Il segreto dei Case Study

by Matteo Morini on 28 gennaio 2015

Ciao a tutti, mi chiamo Matteo e da quando nel 2014 sono arrivato in Pro Gamma lavoro nel dipartimento commerciale assieme a Giovanni, che tutti ben conoscete.

Arrivato ad aprile, la prima attività che mi è stata proposta è stata la stesura dei Case Study che potete trovare nella sezione clienti e soluzioni. Ho accettato volentieri questa sfida, perché durante la mia esperienza in Dropbox, società che deve la propria fortuna in gran parte ad aver  comunicato bene la semplicità del proprio prodotto, ho imparato sul campo che essere efficaci nel comunicare il valore del proprio prodotto è tanto importante quanto sviluppare un prodotto perfetto.
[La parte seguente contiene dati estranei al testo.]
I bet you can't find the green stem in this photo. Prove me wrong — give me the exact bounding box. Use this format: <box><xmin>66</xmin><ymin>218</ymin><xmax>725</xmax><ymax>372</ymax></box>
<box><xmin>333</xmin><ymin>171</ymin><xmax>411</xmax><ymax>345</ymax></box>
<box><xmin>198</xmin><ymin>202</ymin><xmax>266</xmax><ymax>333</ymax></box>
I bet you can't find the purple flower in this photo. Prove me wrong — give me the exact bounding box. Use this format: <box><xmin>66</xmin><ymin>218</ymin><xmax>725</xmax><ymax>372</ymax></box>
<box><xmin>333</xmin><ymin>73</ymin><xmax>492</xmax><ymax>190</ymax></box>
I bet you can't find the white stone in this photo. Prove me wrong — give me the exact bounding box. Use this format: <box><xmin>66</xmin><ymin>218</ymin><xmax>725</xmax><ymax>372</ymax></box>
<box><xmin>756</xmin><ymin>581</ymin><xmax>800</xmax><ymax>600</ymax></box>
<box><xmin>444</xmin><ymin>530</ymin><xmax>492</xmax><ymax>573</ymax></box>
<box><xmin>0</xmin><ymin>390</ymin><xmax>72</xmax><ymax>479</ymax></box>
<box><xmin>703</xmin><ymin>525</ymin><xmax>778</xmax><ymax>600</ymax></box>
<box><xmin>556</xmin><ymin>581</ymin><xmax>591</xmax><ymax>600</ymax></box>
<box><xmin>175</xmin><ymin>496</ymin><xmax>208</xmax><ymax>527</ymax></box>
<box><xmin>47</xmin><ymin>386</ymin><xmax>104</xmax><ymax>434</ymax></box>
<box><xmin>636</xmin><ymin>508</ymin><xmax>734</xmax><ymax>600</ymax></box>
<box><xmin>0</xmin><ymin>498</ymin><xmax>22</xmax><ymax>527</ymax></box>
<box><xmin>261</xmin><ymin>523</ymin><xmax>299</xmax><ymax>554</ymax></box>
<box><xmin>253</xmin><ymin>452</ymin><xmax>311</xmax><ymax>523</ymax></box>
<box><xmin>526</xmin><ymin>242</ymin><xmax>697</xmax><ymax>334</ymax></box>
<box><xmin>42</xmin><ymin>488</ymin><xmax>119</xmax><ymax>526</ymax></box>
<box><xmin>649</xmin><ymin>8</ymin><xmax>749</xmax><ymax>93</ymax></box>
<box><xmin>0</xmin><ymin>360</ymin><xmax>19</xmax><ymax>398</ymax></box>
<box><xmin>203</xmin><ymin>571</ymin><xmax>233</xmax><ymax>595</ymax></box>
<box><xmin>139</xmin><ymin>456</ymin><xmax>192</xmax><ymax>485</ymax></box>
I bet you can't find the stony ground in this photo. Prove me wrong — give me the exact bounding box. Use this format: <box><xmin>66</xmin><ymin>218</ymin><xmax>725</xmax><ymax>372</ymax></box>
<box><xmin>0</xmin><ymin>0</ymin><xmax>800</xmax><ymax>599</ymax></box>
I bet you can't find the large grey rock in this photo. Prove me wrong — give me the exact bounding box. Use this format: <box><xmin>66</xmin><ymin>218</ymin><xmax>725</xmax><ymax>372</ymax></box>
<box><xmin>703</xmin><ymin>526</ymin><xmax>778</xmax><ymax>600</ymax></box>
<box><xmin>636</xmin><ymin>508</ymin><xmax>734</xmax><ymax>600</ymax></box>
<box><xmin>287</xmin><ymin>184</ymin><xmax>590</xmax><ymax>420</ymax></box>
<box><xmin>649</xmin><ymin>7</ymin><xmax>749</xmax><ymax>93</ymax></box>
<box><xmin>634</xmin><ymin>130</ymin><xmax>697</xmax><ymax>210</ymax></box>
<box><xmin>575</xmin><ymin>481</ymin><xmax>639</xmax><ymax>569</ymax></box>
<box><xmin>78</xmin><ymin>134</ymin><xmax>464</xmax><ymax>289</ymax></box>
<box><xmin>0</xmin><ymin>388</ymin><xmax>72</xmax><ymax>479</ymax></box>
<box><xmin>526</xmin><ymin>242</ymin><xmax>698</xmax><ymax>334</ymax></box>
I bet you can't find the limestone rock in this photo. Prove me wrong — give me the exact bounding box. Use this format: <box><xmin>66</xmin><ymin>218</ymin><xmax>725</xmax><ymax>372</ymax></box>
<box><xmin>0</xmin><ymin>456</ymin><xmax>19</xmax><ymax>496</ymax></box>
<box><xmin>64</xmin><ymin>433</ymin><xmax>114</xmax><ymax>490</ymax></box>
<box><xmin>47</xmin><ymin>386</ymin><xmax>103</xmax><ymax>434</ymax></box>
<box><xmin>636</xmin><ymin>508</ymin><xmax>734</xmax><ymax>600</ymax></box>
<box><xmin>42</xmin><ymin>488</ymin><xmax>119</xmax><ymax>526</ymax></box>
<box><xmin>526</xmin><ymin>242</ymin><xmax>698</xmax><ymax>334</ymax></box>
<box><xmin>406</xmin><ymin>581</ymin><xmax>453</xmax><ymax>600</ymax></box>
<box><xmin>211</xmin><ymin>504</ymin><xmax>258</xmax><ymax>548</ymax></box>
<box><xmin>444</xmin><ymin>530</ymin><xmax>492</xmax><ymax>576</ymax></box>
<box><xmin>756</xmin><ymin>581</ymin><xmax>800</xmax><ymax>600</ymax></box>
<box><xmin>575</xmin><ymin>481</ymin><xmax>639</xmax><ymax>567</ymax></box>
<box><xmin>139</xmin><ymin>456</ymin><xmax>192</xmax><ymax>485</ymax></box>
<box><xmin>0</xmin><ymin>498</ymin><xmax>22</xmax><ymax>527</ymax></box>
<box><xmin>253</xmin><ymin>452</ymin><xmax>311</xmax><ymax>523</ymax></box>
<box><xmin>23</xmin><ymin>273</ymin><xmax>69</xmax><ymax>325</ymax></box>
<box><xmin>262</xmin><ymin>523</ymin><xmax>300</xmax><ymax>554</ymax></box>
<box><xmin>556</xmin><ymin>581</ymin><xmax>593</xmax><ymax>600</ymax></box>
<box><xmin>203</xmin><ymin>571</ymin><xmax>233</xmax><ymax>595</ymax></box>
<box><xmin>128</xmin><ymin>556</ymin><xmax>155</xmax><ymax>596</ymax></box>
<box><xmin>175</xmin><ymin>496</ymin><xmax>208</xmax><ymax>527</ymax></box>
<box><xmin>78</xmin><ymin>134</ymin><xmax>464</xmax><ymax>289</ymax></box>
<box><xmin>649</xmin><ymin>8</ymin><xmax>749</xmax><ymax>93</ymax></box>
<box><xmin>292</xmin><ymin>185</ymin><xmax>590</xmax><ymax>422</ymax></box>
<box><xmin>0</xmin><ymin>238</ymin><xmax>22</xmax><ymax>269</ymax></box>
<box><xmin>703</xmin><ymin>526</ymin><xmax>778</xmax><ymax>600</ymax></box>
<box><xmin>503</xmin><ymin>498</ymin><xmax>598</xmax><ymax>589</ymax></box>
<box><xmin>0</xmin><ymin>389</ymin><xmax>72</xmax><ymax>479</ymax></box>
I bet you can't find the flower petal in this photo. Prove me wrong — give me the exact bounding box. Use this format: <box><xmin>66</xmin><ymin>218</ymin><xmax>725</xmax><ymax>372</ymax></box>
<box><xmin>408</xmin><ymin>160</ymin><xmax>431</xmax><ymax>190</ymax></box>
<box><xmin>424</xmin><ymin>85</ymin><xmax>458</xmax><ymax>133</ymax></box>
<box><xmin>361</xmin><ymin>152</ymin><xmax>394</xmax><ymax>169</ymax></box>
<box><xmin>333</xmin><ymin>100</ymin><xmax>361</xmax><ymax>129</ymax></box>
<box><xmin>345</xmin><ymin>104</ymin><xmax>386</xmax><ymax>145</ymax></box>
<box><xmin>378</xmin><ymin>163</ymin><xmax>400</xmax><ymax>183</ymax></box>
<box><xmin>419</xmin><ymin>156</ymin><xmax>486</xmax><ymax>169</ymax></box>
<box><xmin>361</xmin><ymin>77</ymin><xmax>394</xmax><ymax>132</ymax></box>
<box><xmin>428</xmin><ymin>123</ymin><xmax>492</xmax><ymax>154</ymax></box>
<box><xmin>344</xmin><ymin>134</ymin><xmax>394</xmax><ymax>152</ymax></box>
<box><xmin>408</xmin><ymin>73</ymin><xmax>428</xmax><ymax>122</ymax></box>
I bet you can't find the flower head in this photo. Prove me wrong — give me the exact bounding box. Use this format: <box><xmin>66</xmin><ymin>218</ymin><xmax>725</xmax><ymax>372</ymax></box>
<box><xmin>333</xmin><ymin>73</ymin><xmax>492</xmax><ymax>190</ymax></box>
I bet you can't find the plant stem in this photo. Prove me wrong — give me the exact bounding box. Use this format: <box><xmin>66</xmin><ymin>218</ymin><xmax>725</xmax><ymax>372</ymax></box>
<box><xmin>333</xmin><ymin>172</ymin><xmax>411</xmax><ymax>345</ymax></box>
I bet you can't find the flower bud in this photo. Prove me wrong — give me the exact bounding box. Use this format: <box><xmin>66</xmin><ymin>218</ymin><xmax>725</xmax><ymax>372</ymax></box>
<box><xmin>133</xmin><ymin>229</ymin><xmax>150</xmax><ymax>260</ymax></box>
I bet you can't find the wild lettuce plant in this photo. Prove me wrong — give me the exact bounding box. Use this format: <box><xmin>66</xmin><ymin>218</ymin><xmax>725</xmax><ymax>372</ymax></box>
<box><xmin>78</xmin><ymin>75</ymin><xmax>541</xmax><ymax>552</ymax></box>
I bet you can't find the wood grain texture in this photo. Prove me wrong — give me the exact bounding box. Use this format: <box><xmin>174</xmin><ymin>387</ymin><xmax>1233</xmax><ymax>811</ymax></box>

Condividendo questa convinzione con gli altri e seguendo i suggerimenti di Gartner abbiamo affrontato il lavoro sui Case Study come strumento di comunicazione. Nello svolgimento di questo progetto ho imparato molte cose, apparentemente semplici ma alle volte date per scontate, che ho pensato utile condividere con voi:

  • Sono i vostri clienti che devono raccontare il valore delle vostre soluzioni: una delle ultime ricerche di Gartner ritiene questa tecnica persino più efficace di un incontro personale o di un evento aziendale. Meglio ancora se chi racconta la storia è un vostro cliente ben conosciuto o un analista dell’industria, chiaramente. Su una scala da 1 a 7 il peer referencing, cioè un tuo cliente che parla agli altri del tuo prodotto, è valutato 5.46, mentre l’incontro personale solamente 4.88. C’è una bella differenza.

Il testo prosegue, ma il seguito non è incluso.